Saturday, December 15, 2012

Ainda não desisti de te desenhar. Ainda aqui estou, na sombra, à deriva como um navio que desaprendeu as leis do mar. Quando estávamos juntos era mais fácil. Sabia-te de cor. Conhecia todos os fios do teu cabelo e todas as cicatrizes que teimavas em esconder. São lindas. São tuas. Foram minhas, quando deixavas. Eras a minha bailarina, a minha musa, eras a estrela de cinema que querias ser mas nunca tiveste coragem de admitir. Eras a menina má e orgulhosa que gostava de colecionar pecados na bolsa lilás tricotada à medida. Eu sabia disso e mesmo assim perdoava. Perdoava-te as mentiras deliciosas e os azedumes pirotécnicos. Porque o amor é pateta e desacredita-nos. Por isso cá estou, ridiculamente, no quase esboço da tua boca. Não sei precisar se é assim tão pequena quanto rabisco. É a tua boca. O meu templo pagão. A lâmpada mágica de onde saiu o sorriso mais bonito do mundo. O sorriso que levaste contigo quando desapareceste sem deixar rasto. Desenho-te a boca a carvão e beijo-a tantas vezes quantas oiço, ao longe, a tua irritação sobre os apertos fora de horas. Como se o amor tivesse hora marcada para chegar. Deixa-me desenhar o cheiro da tua pele, o calor do teu abraço, o balanço da tua anca. Quero desenhar os segredos que guardas na linha do pescoço. O teu silêncio. A tua voz ao chamar por mim. A tua doce melancolia que desenterra qualquer infância.
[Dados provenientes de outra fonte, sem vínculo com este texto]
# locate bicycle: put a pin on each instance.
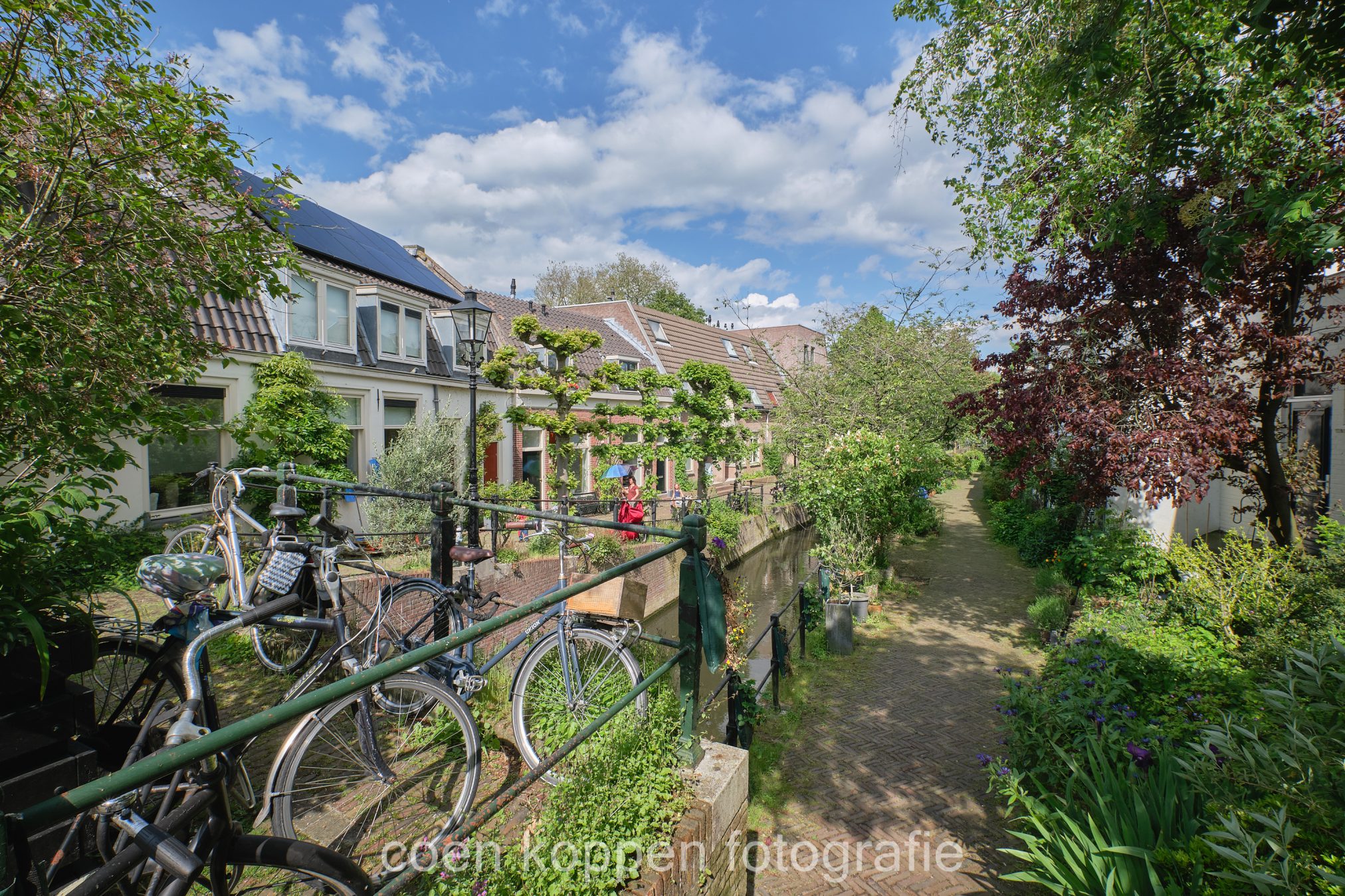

Quando estamos apaixonados toda a porcaria que rabiscamos é postal de felicidade. Agora há telas em branco, pinceis pendurados na árvore de natal que me obrigaste a comprar, e vazio no fundo do corredor. Agora há tempo. Tempo que não termina. Tempo que sussurra: ‘ela já não mora aqui’. Eu perdoo-te. Vem cá, menina tempestade, vem desassossegar-me. Eu desenho-te e prometo: é a última vez que me meto na frente do comboio. Depois, faço de conta que não te vejo a sair, pé ante pé, e sigo para onde tiver de ser. Nada me espera depois de te encontrar, e perder, cedo demais. Ver-te partir é o bilhete que compramos por mútuo acordo. Do alto deste grande amor, meu amor, declaro: não trocaria nenhum pedaço de vida destroçada por ti por uma qualquer imitação rafeira de vida sem ti.